I Trusted ChatGPT in Construction for a Year, Then It Invented Building Codes
A construction professional describes how ChatGPT fabricated nonexistent building codes and standards, leading his team to build a RAG-based AI system with verified regulatory documents to solve the hallucination problem.
My name is Alexey Krivonosov, and I work in suburban construction. For the past year, I've been actively using ChatGPT for various work tasks. It helped me draft estimates, compose client communications, and even plan construction stages. But one day, everything changed.

The Problem: ChatGPT Invents Building Codes
The neural network was fabricating nonexistent sections of regulations and producing numbers that didn't exist in any documents. For example, the model would give a specific insulation thickness value (150 mm) and reference a nonexistent section of a document. It looked completely convincing — proper formatting, official-sounding language, specific numbers. But when I went to verify it against the actual regulatory document, that section simply didn't exist.

This is a critical problem in construction. If you use incorrect insulation thickness, incorrect concrete grades, or wrong reinforcement spacing — you're not just making an aesthetic mistake. You're creating a safety hazard. Buildings can crack, roofs can collapse, and people can get hurt.
Why Does ChatGPT Hallucinate?
ChatGPT works with probabilities, predicting the next word. The model doesn't verify facts directly and has context window limitations. When asked about a specific building code, it doesn't look up the actual document — it generates text that looks like it could be from such a document, based on patterns in its training data.

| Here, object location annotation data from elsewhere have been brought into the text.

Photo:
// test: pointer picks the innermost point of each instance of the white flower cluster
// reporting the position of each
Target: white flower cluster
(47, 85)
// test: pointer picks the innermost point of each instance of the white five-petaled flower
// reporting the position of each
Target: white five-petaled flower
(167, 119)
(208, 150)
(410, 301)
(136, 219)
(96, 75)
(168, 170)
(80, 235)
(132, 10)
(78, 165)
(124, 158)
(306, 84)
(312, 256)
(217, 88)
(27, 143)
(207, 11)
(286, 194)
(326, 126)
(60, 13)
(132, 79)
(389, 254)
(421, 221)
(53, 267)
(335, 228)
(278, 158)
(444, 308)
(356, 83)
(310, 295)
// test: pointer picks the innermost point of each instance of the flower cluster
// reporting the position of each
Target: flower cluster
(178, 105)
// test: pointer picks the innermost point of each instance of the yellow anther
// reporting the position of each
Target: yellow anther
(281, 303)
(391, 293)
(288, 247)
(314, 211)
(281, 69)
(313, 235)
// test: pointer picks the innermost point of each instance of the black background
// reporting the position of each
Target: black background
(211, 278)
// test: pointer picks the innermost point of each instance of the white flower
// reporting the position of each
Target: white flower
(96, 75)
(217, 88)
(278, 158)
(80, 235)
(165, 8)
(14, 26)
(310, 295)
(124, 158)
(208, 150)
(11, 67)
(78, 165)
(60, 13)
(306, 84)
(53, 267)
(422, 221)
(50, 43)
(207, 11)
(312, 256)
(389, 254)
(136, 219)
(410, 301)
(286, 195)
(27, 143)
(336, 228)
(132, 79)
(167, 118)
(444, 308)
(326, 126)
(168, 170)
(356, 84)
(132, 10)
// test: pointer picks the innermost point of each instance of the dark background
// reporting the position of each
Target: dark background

This is especially dangerous in regulated industries where specific numbers, formulas, and references carry legal weight. A hallucinated GOST reference in a construction project could pass through reviews unnoticed and lead to real structural failures.
The Solution: Building a "Digital Standard"
Over six months, my team and I developed our own AI tool based on RAG architecture (Retrieval-Augmented Generation). Instead of relying on the model's "memory," we built a system that retrieves actual regulatory documents before generating answers.
Stage 1-2: Finding the Solution and Assembling the Team (Mid-2025)
We researched existing solutions and found nothing that adequately addressed construction regulations. Most AI tools were general-purpose and suffered from the same hallucination problems. So we decided to build our own.
Stage 3: Six Months of Manual Document Processing
This was the most labor-intensive phase. Our team manually broke down regulatory documents into logical blocks (chunks):
- Over 5,500 semantic fragments were created
- Each fragment was tagged with metadata: document name, section number, topic
- All fragments were converted to vector format for semantic search

The formula problem: Mathematical formulas in PDFs are recognized incorrectly by standard OCR tools. Fractions, subscripts, and special symbols get mangled. Our solution was to convert all formulas to LaTeX format, which preserves mathematical notation precisely.
Stage 4: Algorithm Configuration
Here's how the system works:
- The user asks a question
- ChatGPT normalizes the query into a search-optimized form
- The system searches for relevant chunks in the vector database
- The model generates an answer only based on the retrieved data
- The answer is provided in three variants: brief, medium, and expert-level
The key difference from vanilla ChatGPT: our system cannot hallucinate regulatory references because it only cites documents that actually exist in our verified database. If the answer isn't in the database, the system says so honestly.
Technology Stack
For AI processing:
- ChatGPT-4.1 for generating answers
- OpenAI text-embedding-3-large for vectorization
For development:
- Qdrant — vector database
- Node.js and TypeScript — primary stack
- Python — individual modules for document processing
- LaTeX — mathematical formula preservation
Architectural decision: We built practically everything from scratch, without using off-the-shelf RAG frameworks like LangChain. This gave us full control over chunking strategy, retrieval logic, and answer generation — critical when dealing with regulatory documents where precision matters.
Launch and Results
On December 31, 2025, we launched the product for public access. The first paying customers appeared almost immediately. Construction professionals finally had a tool they could trust for regulatory questions.
Future Plans
- Different user roles (developer, inspector, foreman) with tailored answer depth
- API for integration with construction management software
- Automated updates to the document database as new regulations are published
- Expanding the vector database to cover more regulatory domains
Conclusion
This project demonstrates that for mission-critical tasks, standard LLMs require specialized architecture with verifiable data sources. ChatGPT is an incredible tool for many things, but when human safety depends on the accuracy of specific numbers and references, "probably correct" isn't good enough. You need a system that can point to its sources and say: "This answer comes from GOST 12345-2020, section 5.3, paragraph 2" — and you can verify it yourself.